Rep. Chip Roy Urges President Trump to Veto $1.4 Trillion Spending Bill: ‘Let Congress Own It’
Rep. Chip Roy (R-TX) is urging President Donald Trump to veto an omnibus spending bill that increases government spending by $1.4 trillion that was passed earlier today by the U.S. House.
All the more reason for @realDonaldTrump to veto. Make Congress own it. https://t.co/3wYD8YTdXH
— Chip Roy (@chiproytx) December 17, 2019
House Speaker Nancy Pelosi (D-CA) worked hard to prepare the omnibus spending proposal, which includes a host of provisions completely unrelated to funding the government. The President is expected to go along with the dog and pony show and sign the legislation.
”The president is poised to sign it and to keep the government open,” said White House counselor Kellyanne Conway.
There are many nuggets hidden in the spending legislation, including $428 billion in three Obamacare tax cuts over a 10 year span. While that may be supported by conservatives, there is also money allocated that will be used to push gun control in the omnibus.
House Democrats are celebrating that $25 million will be spent on producing propaganda that used to justify gun control.
“I secured a historic $25 million investment for gun violence prevention research,” House Appropriations Committee Chairwoman Nita Lowey (D-NY) wrote on Monday, claiming that the “best public health researchers in the country will be put to work to identify ways to reduce injury and death due to firearms.”
Half of the $25 million will go to the Centers for Disease Control (CDC) while the other half will go to National Institutes of Health (NIH), according to a report from ABC News.
“Given violence and suicide have a number of causes, the agreement recommends the CDC take a comprehensive approach to studying these underlying causes and evidence-based methods of prevention of injury, including crime prevention,” the bill states.
Left-wing bureaucrats and academics are chomping at the bit to use this money to create new justifications for unconstitutional restrictions on firearms.
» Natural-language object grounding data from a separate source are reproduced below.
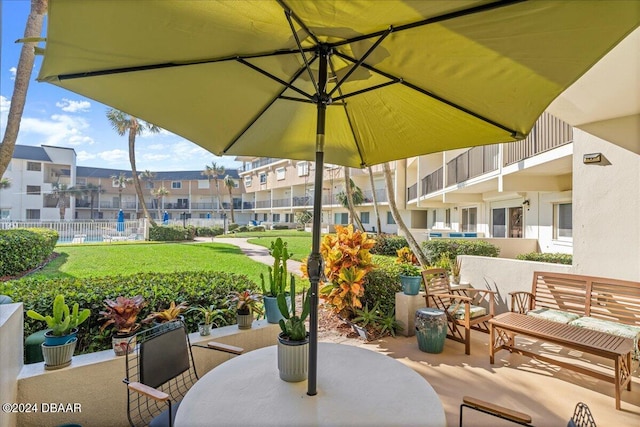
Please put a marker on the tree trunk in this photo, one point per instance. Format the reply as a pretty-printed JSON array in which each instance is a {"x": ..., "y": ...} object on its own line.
[
  {"x": 134, "y": 172},
  {"x": 413, "y": 245},
  {"x": 375, "y": 201},
  {"x": 33, "y": 28},
  {"x": 354, "y": 218}
]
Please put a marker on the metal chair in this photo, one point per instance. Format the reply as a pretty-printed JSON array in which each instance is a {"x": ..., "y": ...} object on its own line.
[
  {"x": 159, "y": 372},
  {"x": 461, "y": 305}
]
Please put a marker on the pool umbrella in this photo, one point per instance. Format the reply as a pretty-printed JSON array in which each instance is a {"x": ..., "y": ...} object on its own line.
[
  {"x": 349, "y": 82},
  {"x": 120, "y": 224}
]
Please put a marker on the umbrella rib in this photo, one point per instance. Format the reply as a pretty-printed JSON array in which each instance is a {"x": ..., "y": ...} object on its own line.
[
  {"x": 432, "y": 20},
  {"x": 361, "y": 60},
  {"x": 277, "y": 79},
  {"x": 266, "y": 107},
  {"x": 513, "y": 132}
]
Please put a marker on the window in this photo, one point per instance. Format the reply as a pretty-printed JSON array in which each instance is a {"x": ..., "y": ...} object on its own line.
[
  {"x": 33, "y": 214},
  {"x": 469, "y": 219},
  {"x": 303, "y": 168},
  {"x": 562, "y": 221},
  {"x": 36, "y": 167},
  {"x": 341, "y": 218},
  {"x": 390, "y": 219},
  {"x": 33, "y": 189}
]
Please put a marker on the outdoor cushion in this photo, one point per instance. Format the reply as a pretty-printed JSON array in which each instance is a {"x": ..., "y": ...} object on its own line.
[
  {"x": 475, "y": 311},
  {"x": 553, "y": 315},
  {"x": 613, "y": 328}
]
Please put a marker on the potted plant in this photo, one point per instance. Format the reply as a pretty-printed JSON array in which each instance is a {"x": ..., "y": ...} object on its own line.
[
  {"x": 210, "y": 313},
  {"x": 410, "y": 273},
  {"x": 277, "y": 280},
  {"x": 60, "y": 340},
  {"x": 246, "y": 304},
  {"x": 122, "y": 313},
  {"x": 293, "y": 341}
]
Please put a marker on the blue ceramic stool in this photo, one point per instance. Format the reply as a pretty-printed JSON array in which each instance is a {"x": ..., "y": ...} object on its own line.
[{"x": 431, "y": 329}]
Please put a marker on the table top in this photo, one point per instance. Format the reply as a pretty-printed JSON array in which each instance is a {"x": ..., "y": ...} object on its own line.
[{"x": 355, "y": 387}]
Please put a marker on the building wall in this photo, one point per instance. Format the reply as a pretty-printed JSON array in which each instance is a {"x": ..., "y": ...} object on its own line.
[{"x": 606, "y": 210}]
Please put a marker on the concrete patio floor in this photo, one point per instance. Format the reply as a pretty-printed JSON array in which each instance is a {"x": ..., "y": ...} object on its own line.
[{"x": 546, "y": 392}]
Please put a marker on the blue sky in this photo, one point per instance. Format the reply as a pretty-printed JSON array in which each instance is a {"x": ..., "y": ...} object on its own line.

“It’s the biggest amount that the federal government has ever put into federal firearms research,” said Dr. Mark Rosenberg, who led the CDC’s National Center for Injury Prevention and Control throughout the 1990s.
“It signals an end to the drought of knowledge about preventing this significant problem,” he added.
“Year after year Congress has been basically maintained this ban out of this kind of faulty idea that gun violence research has somehow partisan and so as a result it is one of the most understudied causes of death in the United States and it’s just really fantastic to see some movement from Congress,” said gun control advocate Jonathan Metzl, who works as professor and director of Center for Medicine, Health, and Society at Vanderbilt University.
“It’s without a doubt the most meaningful step that federal lawmakers have taken to addressing gun violence as a public health emergency,” said Ted Alcorn, an associate at the Mailman School of Public Health at Columbia University.
“It’s one thing to make statements about our concerns about gun violence. It’s something entirely different to put cash on the table,” he added.
In order for President Trump to stop the advancement of gun control and fulfill his mandate to drain the swamp, he must take Roy’s advice and let Congress own this gargantuan and irresponsible spending bill.